Ed Brady

No. 90, 55, 53
- Positions: Linebacker, long snapper

Personal information
- Born: June 17, 1962 (age 64) Morris, Illinois, U.S.
- Listed height: 6 ft 2 in (1.88 m)
- Listed weight: 238 lb (108 kg)

Career information
- High school: Morris
- College: Illinois
- NFL draft: 1984: 8th round, 215th overall pick

Career history
- Los Angeles Rams (1984–1985); Cincinnati Bengals (1986–1991); Tampa Bay Buccaneers (1992–1995);

Career NFL statistics
- Games played: 188
- Fumble recoveries: 5
- Tackles: 1
- Stats at Pro Football Reference

= Ed Brady (American football) =

American football player (born 1962)

Ed John Brady (born June 17, 1962) is an American former professional football player who was a linebacker in the National Football League (NFL). He played college football for the Illinois Fighting Illini.

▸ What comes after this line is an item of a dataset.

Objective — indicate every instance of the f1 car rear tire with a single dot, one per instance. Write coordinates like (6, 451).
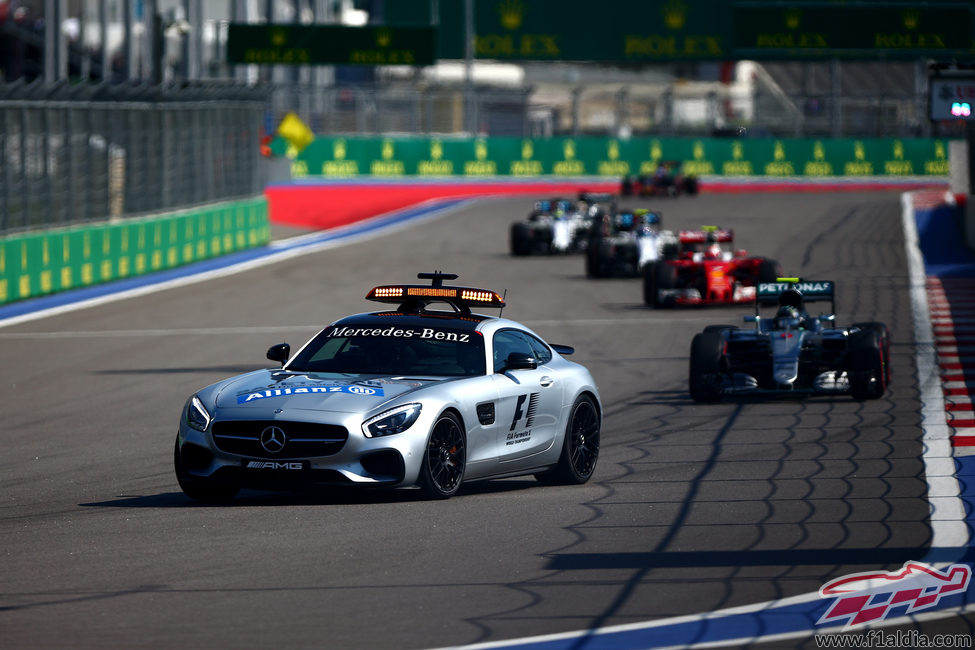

Brady was raised in Morris, Illinois, and attended Morris Community High School, where he led the Morris Redskins football team to a state championship. Brady played for the University of Illinois and was a member of the 1983 team which lost to UCLA 45–9 in the Rose Bowl.

Brady spent 12 seasons in the National Football League (NFL). He was selected by the Los Angeles Rams in the eighth round of the 1984 NFL draft, and played for the Los Angeles Rams, Cincinnati Bengals and Tampa Bay Buccaneers. As a member of the Bengals, he played in Super Bowl XXIII in 1989 in which Cincinnati lost to the San Francisco 49ers 20–16. Listed as a linebacker, Brady only played a handful of downs at that position. He played more than 180 career NFL games as a long snapper. He was the captain of the Tampa Bay Buccaneers special teams unit from 1992 to 1995. He retired in 1996 after failing to make the roster for the Jacksonville Jaguars.

Following his playing career, Brady became a high school football coach in Irvine, California. He currently is coaching inside linebackers and special teams at Lakota East High School in Liberty Township, Ohio.